There is something powerfully magnetic about this man, and Ari feels compelled to tell him the truth. "I almost didn't."
"Oh, Ariel, that would have been a shame. I have your best interests at heart. You know that, right?"
She looks him up and down, her gaze lingering on his neatly trimmed beard, his abundant but graying black hair, his thin neck long and unexpectedly elegant like a swan's. Why would such a man want to help her? "I don't know you," she says. "Are you...part of some kind of organization that helps biotics?"
"Ahh..." He makes a sound deep in the back of his throat, as if pained. "Doesn't know me, she says. Me. After I spent all this time looking for her, searching for her, trying to save her. Ariel -" he takes her other hand in his own, and she notices his fine-boned fingers, so like her mother's - "I'm your family."

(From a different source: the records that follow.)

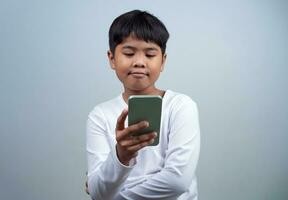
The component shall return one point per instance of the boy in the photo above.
(121, 166)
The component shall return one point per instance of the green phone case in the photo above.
(148, 108)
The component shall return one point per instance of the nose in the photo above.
(139, 61)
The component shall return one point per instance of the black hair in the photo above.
(140, 24)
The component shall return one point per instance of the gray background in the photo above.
(230, 56)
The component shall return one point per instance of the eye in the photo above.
(150, 55)
(129, 54)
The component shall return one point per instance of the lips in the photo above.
(138, 73)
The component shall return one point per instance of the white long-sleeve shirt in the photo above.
(165, 171)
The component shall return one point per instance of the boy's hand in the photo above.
(128, 146)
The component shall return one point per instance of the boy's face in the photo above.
(137, 64)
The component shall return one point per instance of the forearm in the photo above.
(173, 180)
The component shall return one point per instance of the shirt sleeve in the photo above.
(181, 157)
(106, 173)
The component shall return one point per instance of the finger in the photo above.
(139, 146)
(121, 120)
(86, 187)
(133, 140)
(127, 131)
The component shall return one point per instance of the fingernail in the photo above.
(146, 123)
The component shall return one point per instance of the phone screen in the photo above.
(148, 108)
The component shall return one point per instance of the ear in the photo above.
(111, 59)
(163, 61)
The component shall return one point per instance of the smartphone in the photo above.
(145, 108)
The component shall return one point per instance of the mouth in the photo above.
(138, 74)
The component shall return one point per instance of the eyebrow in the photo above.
(134, 48)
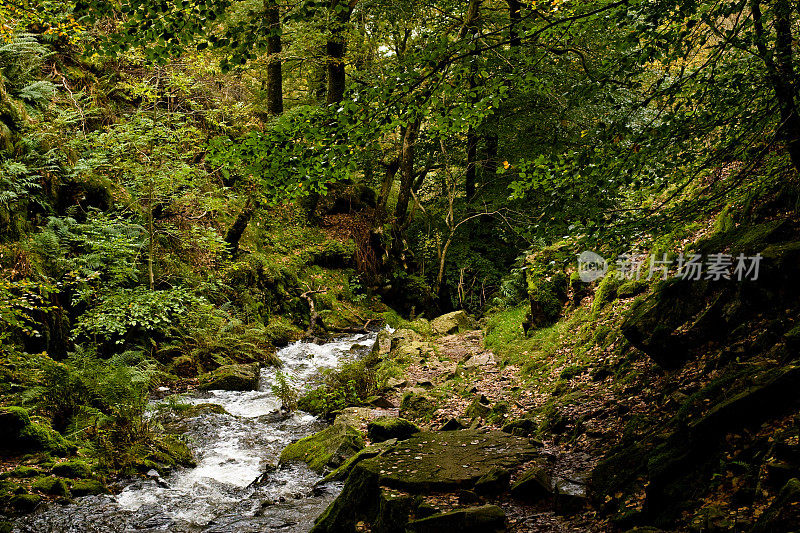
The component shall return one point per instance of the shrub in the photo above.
(347, 386)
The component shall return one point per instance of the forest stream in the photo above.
(237, 485)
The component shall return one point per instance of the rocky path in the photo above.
(473, 462)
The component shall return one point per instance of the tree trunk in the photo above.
(386, 186)
(274, 73)
(515, 17)
(235, 232)
(406, 172)
(334, 49)
(471, 26)
(472, 152)
(781, 74)
(491, 142)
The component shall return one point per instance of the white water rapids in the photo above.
(236, 486)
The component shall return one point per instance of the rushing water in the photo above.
(236, 486)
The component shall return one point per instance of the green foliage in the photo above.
(285, 392)
(348, 386)
(135, 311)
(212, 338)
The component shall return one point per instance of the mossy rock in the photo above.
(447, 460)
(185, 366)
(281, 333)
(25, 503)
(231, 377)
(54, 486)
(387, 427)
(394, 509)
(546, 303)
(417, 406)
(479, 407)
(632, 288)
(522, 427)
(533, 485)
(494, 481)
(327, 449)
(483, 519)
(19, 434)
(427, 462)
(170, 451)
(383, 343)
(452, 323)
(23, 471)
(499, 412)
(606, 292)
(373, 450)
(74, 469)
(404, 336)
(88, 487)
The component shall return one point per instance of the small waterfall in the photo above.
(236, 486)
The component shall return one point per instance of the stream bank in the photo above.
(237, 485)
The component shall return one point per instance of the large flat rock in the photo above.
(447, 460)
(425, 463)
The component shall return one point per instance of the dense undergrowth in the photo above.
(117, 280)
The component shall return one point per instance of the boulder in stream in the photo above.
(327, 449)
(452, 323)
(427, 462)
(231, 377)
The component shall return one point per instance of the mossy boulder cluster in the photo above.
(452, 323)
(744, 332)
(18, 434)
(327, 449)
(387, 490)
(387, 427)
(231, 377)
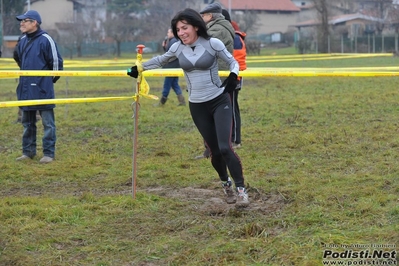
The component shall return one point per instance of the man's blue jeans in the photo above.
(30, 130)
(171, 82)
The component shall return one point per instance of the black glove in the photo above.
(133, 72)
(230, 83)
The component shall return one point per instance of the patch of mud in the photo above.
(212, 201)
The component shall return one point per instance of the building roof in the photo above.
(265, 5)
(339, 19)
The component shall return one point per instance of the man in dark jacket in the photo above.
(36, 50)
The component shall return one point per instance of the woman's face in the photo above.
(186, 32)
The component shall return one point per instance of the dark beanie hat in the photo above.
(212, 8)
(226, 14)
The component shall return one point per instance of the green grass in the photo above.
(319, 154)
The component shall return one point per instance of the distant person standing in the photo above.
(240, 54)
(171, 82)
(36, 50)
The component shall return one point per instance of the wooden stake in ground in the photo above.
(136, 108)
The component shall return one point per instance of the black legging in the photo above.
(214, 120)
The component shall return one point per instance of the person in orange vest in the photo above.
(240, 55)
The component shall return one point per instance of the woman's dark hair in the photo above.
(192, 18)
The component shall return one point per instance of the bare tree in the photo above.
(322, 9)
(12, 8)
(73, 34)
(124, 21)
(248, 21)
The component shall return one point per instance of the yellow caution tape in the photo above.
(71, 100)
(250, 72)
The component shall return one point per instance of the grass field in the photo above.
(320, 155)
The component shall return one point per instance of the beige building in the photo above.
(273, 15)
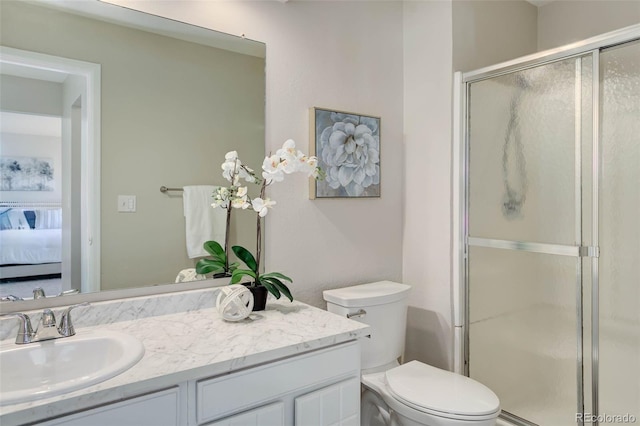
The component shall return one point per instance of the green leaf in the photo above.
(206, 266)
(272, 289)
(277, 275)
(214, 249)
(280, 286)
(239, 273)
(244, 255)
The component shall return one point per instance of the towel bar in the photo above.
(165, 189)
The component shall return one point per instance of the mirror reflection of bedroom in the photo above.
(31, 186)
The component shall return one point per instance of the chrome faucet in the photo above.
(47, 328)
(38, 293)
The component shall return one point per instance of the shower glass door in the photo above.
(619, 308)
(529, 159)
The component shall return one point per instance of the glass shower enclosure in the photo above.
(550, 232)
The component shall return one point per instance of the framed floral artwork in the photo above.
(348, 149)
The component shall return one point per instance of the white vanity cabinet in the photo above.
(291, 391)
(317, 388)
(162, 408)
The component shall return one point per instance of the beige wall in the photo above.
(149, 141)
(428, 50)
(342, 55)
(563, 22)
(488, 32)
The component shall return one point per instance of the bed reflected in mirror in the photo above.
(141, 102)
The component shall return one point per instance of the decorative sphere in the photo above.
(234, 302)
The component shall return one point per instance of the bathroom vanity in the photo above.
(291, 364)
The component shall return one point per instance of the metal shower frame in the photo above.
(460, 204)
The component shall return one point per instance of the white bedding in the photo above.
(30, 246)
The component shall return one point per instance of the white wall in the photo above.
(342, 55)
(563, 22)
(427, 170)
(486, 32)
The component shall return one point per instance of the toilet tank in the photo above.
(381, 305)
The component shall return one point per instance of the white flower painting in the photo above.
(26, 174)
(348, 150)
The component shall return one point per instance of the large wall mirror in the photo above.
(129, 103)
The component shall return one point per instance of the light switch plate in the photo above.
(127, 203)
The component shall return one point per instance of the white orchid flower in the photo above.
(272, 172)
(262, 206)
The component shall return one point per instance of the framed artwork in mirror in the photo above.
(348, 149)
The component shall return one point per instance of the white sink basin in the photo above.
(53, 367)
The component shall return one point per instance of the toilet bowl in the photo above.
(414, 393)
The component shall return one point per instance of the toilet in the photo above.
(414, 393)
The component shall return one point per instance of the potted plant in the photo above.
(285, 161)
(233, 196)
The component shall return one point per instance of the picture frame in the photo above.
(348, 149)
(26, 173)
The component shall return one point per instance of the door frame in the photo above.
(90, 158)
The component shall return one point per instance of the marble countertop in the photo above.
(189, 345)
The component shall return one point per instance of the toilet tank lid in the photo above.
(371, 294)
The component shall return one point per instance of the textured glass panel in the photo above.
(522, 141)
(522, 335)
(620, 231)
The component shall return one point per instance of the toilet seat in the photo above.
(441, 393)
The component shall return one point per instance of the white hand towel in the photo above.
(203, 222)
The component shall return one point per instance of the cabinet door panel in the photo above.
(334, 405)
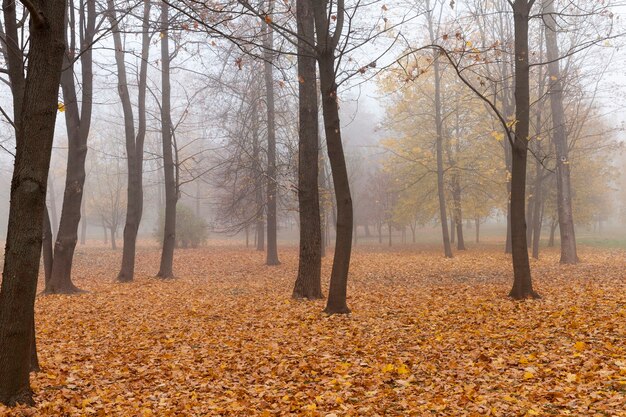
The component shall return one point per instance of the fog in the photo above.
(253, 148)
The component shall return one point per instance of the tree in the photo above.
(327, 41)
(559, 137)
(37, 104)
(439, 132)
(134, 139)
(308, 282)
(78, 122)
(171, 191)
(272, 249)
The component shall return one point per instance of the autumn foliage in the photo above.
(427, 336)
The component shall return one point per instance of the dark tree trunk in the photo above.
(134, 142)
(538, 207)
(38, 101)
(522, 284)
(508, 155)
(78, 122)
(47, 248)
(563, 182)
(83, 224)
(553, 226)
(458, 211)
(34, 359)
(530, 211)
(308, 282)
(171, 193)
(272, 243)
(447, 246)
(343, 242)
(54, 219)
(452, 231)
(477, 224)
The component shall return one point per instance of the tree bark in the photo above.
(113, 242)
(326, 47)
(477, 223)
(47, 248)
(447, 247)
(83, 224)
(171, 192)
(272, 194)
(34, 137)
(78, 123)
(522, 283)
(553, 225)
(308, 281)
(134, 143)
(559, 137)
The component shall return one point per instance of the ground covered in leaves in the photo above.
(427, 336)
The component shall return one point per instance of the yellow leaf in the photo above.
(388, 368)
(403, 370)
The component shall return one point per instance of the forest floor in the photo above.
(427, 336)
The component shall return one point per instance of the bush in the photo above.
(191, 230)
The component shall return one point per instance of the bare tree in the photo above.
(78, 122)
(35, 102)
(308, 282)
(134, 139)
(171, 191)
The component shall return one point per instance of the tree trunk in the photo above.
(522, 283)
(563, 183)
(34, 359)
(343, 241)
(477, 223)
(83, 224)
(447, 246)
(113, 242)
(134, 142)
(326, 47)
(54, 219)
(47, 248)
(553, 226)
(308, 281)
(452, 230)
(78, 122)
(34, 137)
(171, 197)
(530, 211)
(272, 244)
(538, 207)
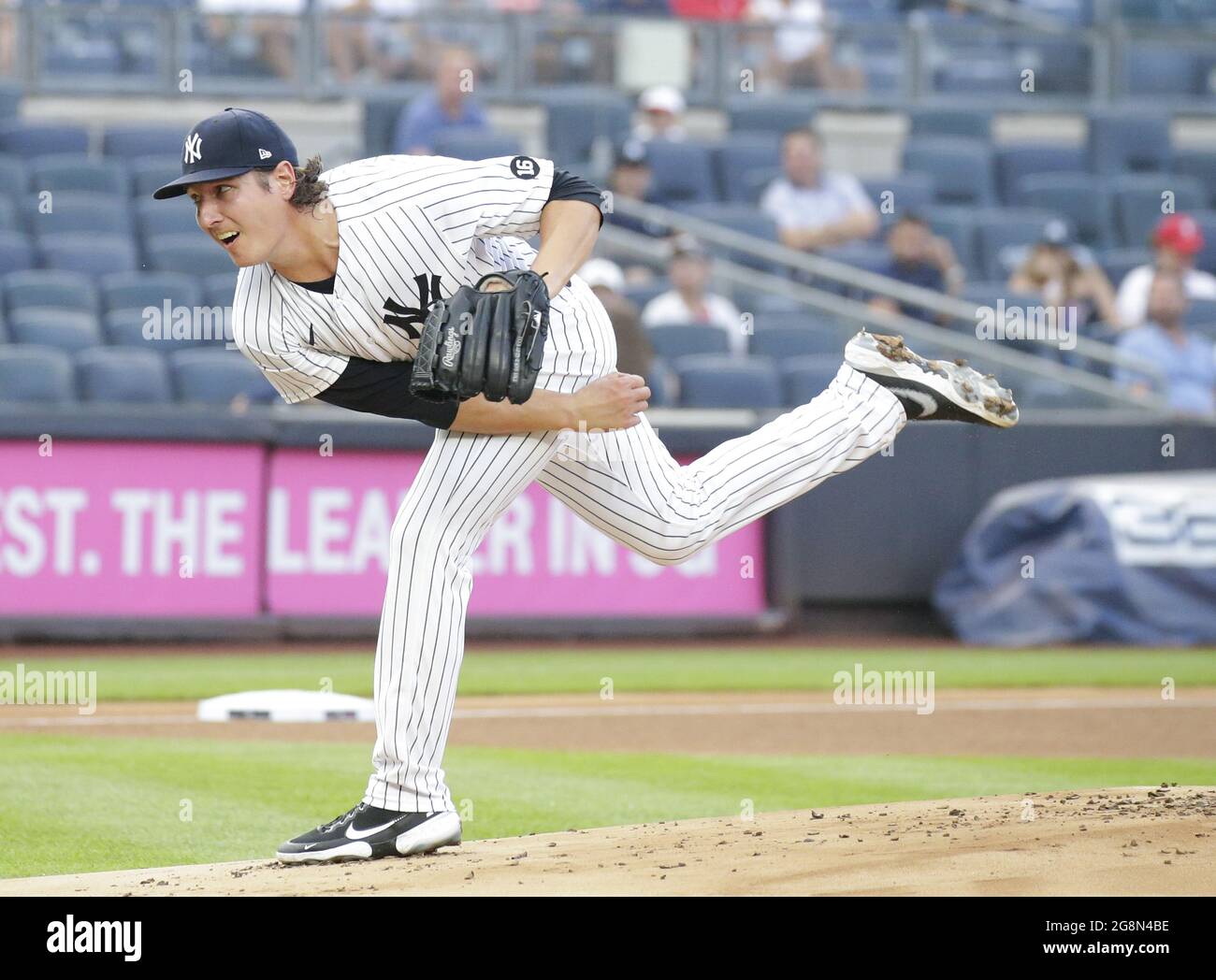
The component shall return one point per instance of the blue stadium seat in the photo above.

She gasps, remembering all her mother's stories of an extremist who hounded her until she left the planet. A man who threatened to kill her when she married Caleb, a kafir. A non-believer. This man with a weak chin and fiery but kind eyes seems completely unlike the monster she had been led to expect.
"I'm your grandfather, Ariel. I'm Sohrab." He looks at her, then crushes her to him in a hug. She tenses, then lets her cheek rest on the silken material of his clothing. "And you're home."
A/N: I know 16 is a little old for a biotic to be manifesting, but Ari isn't a particularly strong one, so I figured that might explain why. Just...just go with it.